Tandis que Klaus Vogel a trouvé un bateau, le navire de sauvetage Aquarius, et a pris en charge tous les aspects techniques, Sophie Beau a mis en place le projet et obtenu un financement. « En tant que citoyen et en tant qu’européen on ne peut pas rester indifférent à ce qui se passe en Méditerranée, on ne peut pas ne pas tendre la main à des personnes qui se noient sous nos yeux. Et ce alors que l’on sait comment procéder depuis l’opération Mare Nostrum. SOS Méditerranée, c’est l’idée de Klaus, son initiative au départ. N’oublions pas que cette crise migratoire était bien moins médiatique à l’époque même si tout le monde savait, les médias n’en parlaient pas. Il a fallu attendre le naufrage de Lampedusa déclencheur d’une vague d’émotion publique pour qu’ils commencent à en parler ».
Klaus Vogel aide les réfugiés à se mettre à l’abri. |
Beaucoup de bailleurs privés et institutionnels ont été sollicités. Mais si Sophie peine à les convaincre, elle est agréablement surprise par l’afflux des dons venant des citoyens européens. 275 000 euros ont été collectés en six semaines grâce au crowdfunding (financement participatif). Aujourd’hui encore, l’association est financée à 98% par des dons privés et 2 % seulement par des bailleurs de fonds institutionnels et publics.
Association agissant à but non lucratif, SOS Méditerranée opère indépendamment de tout pouvoir politique et s'appuie autant sur un impératif moral que sur l'application du droit maritime qui exige une assistance en mer. L'association poursuit trois objectifs principaux : sauver des vies, protéger les survivants et témoigner de la situation critique en mer. Ce sont les valeurs fondamentales que Klaus et Sophie s'efforcent de défendre.
En raison de la nature de ses activités, le bureau de SOS Méditerranée à Marseille a été saccagé par un groupe d'extrême droite. L'ONG s'est affrontée à plusieurs reprises avec les garde-côtes libyens alors qu'ils tentaient d'intercepter les navires de migrants à destination de l'Italie. Les menaces qui pèsent sur les travailleurs humanitaires augmentent et l'organisation subit de nombreuses pressions de la part des gouvernements européens.

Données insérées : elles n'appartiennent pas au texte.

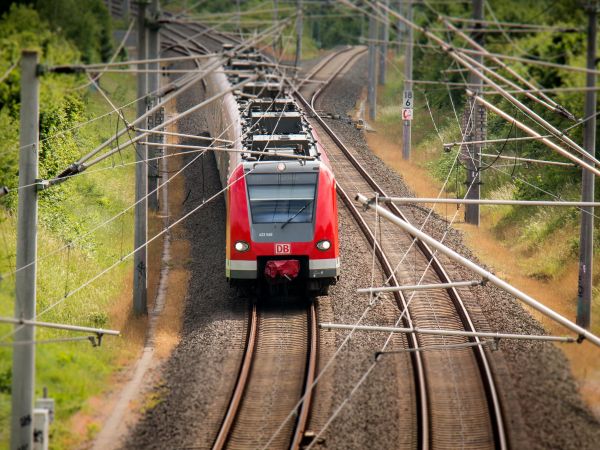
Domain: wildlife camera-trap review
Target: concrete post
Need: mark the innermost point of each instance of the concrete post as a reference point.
(153, 85)
(384, 35)
(299, 30)
(372, 88)
(141, 181)
(23, 368)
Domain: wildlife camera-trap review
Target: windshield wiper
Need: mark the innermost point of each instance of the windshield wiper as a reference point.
(296, 215)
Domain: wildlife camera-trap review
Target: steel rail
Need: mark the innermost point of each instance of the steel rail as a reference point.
(419, 379)
(354, 54)
(494, 404)
(242, 380)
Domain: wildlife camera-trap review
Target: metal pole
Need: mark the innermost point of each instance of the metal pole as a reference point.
(372, 89)
(141, 180)
(400, 29)
(472, 66)
(408, 94)
(419, 287)
(586, 241)
(384, 35)
(23, 368)
(490, 202)
(275, 20)
(474, 126)
(418, 234)
(441, 332)
(153, 85)
(299, 29)
(531, 132)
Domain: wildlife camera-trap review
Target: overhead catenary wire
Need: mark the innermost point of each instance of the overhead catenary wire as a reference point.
(510, 24)
(113, 57)
(535, 134)
(148, 241)
(475, 67)
(134, 204)
(349, 335)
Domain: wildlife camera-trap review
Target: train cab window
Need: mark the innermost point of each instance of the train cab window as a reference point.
(282, 198)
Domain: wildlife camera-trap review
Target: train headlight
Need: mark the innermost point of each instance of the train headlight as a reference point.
(242, 246)
(324, 245)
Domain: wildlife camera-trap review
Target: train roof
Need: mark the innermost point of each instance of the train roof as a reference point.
(274, 128)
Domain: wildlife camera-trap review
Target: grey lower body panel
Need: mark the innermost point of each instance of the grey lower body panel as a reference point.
(248, 270)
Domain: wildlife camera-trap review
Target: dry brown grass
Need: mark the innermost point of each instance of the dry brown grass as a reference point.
(168, 326)
(557, 293)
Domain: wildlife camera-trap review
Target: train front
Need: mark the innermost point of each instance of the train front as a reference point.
(282, 227)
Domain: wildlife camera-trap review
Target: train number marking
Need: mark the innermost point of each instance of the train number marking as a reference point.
(283, 249)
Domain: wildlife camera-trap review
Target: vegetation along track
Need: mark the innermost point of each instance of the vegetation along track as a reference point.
(457, 401)
(277, 370)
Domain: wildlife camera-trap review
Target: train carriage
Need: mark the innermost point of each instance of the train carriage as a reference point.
(282, 227)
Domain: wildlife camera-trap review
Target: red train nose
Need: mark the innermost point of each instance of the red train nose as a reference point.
(284, 268)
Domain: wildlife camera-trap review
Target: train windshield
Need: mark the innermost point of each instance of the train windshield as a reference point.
(282, 198)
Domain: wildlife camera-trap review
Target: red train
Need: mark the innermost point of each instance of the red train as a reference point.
(282, 227)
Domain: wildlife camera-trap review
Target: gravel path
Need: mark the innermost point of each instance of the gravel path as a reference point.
(545, 407)
(198, 378)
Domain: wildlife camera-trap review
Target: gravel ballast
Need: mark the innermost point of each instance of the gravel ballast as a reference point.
(535, 378)
(197, 380)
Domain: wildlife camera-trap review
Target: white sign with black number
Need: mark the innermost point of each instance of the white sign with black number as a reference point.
(408, 100)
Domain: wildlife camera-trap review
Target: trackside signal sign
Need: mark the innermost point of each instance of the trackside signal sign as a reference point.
(407, 104)
(283, 249)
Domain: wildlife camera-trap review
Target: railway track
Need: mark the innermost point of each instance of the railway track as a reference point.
(457, 400)
(326, 69)
(277, 370)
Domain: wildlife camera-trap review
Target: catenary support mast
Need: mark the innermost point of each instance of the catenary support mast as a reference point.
(153, 85)
(141, 180)
(586, 243)
(475, 123)
(23, 369)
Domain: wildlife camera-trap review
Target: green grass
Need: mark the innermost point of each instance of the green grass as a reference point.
(547, 238)
(74, 372)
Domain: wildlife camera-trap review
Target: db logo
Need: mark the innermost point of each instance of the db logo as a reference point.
(283, 249)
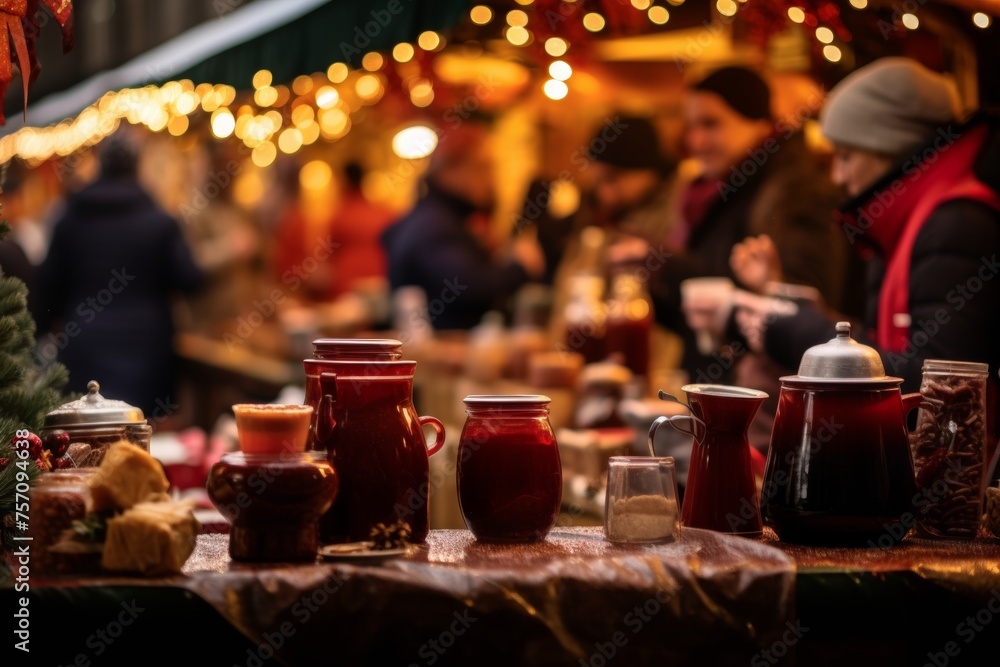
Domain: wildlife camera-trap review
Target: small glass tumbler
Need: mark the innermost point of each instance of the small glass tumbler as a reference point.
(641, 502)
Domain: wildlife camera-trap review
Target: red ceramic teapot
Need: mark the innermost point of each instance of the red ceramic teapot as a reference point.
(839, 469)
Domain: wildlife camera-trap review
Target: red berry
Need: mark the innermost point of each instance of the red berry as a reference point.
(57, 442)
(44, 461)
(34, 445)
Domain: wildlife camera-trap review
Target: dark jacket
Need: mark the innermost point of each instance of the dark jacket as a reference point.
(432, 248)
(788, 197)
(14, 263)
(103, 293)
(954, 287)
(954, 267)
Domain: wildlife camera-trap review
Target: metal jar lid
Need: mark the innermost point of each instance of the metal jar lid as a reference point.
(842, 360)
(94, 410)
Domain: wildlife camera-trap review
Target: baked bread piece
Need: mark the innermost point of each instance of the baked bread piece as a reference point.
(151, 538)
(128, 475)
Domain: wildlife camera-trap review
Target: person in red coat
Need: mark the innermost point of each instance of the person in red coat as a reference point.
(925, 213)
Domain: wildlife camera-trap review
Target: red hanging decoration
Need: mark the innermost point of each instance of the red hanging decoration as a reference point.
(21, 24)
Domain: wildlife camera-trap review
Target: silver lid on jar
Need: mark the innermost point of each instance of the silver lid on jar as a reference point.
(94, 410)
(842, 360)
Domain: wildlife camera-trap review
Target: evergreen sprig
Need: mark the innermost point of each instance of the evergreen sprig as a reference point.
(27, 392)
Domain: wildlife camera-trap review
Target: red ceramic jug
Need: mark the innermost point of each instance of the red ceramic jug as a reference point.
(721, 493)
(373, 437)
(839, 468)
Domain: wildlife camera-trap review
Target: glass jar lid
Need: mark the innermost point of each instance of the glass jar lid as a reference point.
(963, 368)
(94, 410)
(498, 400)
(842, 360)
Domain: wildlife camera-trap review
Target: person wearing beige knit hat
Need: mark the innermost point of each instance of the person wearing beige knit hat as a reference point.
(882, 114)
(925, 215)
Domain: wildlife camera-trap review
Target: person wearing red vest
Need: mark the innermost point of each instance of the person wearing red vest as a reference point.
(925, 213)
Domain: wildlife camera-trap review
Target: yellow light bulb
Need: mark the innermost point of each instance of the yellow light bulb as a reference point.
(556, 46)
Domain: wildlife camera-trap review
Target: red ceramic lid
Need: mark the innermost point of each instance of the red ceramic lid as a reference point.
(358, 348)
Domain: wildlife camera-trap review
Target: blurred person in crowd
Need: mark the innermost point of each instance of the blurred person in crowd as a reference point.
(289, 247)
(226, 244)
(632, 196)
(14, 260)
(436, 245)
(28, 197)
(633, 188)
(355, 232)
(104, 290)
(924, 211)
(757, 178)
(554, 231)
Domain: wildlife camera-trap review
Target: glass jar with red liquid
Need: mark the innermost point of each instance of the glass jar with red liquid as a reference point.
(630, 320)
(509, 471)
(273, 503)
(328, 354)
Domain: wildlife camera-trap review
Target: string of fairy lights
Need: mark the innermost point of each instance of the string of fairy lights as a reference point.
(278, 117)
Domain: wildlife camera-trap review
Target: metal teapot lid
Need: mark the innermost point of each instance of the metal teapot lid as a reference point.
(842, 360)
(94, 410)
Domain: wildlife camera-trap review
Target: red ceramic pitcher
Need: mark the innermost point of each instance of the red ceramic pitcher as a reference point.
(373, 437)
(721, 493)
(328, 353)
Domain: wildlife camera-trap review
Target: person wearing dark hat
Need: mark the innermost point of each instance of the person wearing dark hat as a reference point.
(439, 246)
(924, 212)
(756, 178)
(105, 290)
(632, 198)
(631, 177)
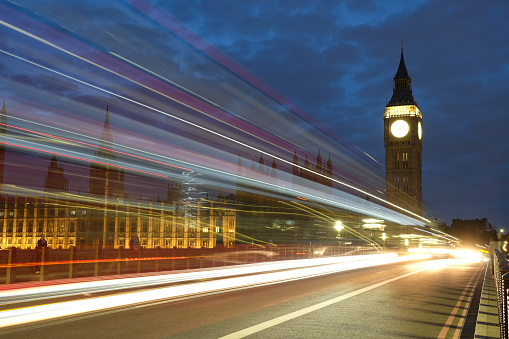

Chaque année, des milliers de réfugiés tentent de rejoindre l'Europe par la mer. |
Conséquence, en 2018, le contrat d'affrètement de l’Aquarius est résilié. L'équipe est contrainte de partir à la recherche d’un autre navire. Le défi relevé et, en août 2019, un nouveau bateau nommé Ocean Viking est retourné en mer pour sauver plus de migrants. Aujourd'hui, l'Ocean Viking poursuit sa mission en battant pavillon norvégien, le drapeau du pays d'origine de Nansen, pays qui respecte le droit maritime et les droits de l'homme dans le monde.
Malgré la détérioration du contexte politique, Sophie, Klaus et tous les bénévoles de SOS Méditerranée sont inébranlables dans leur engagement à sauver des vies. «Nous nous retrouvons pris dans cette instrumentalisation politique extrême d'une question surmédiatisée, qui doit avant tout être humanitaire. Le droit de la mer et celui des réfugiés est extrêmement clair et sans appel. C’est une question de droits humains », soulignent les militants.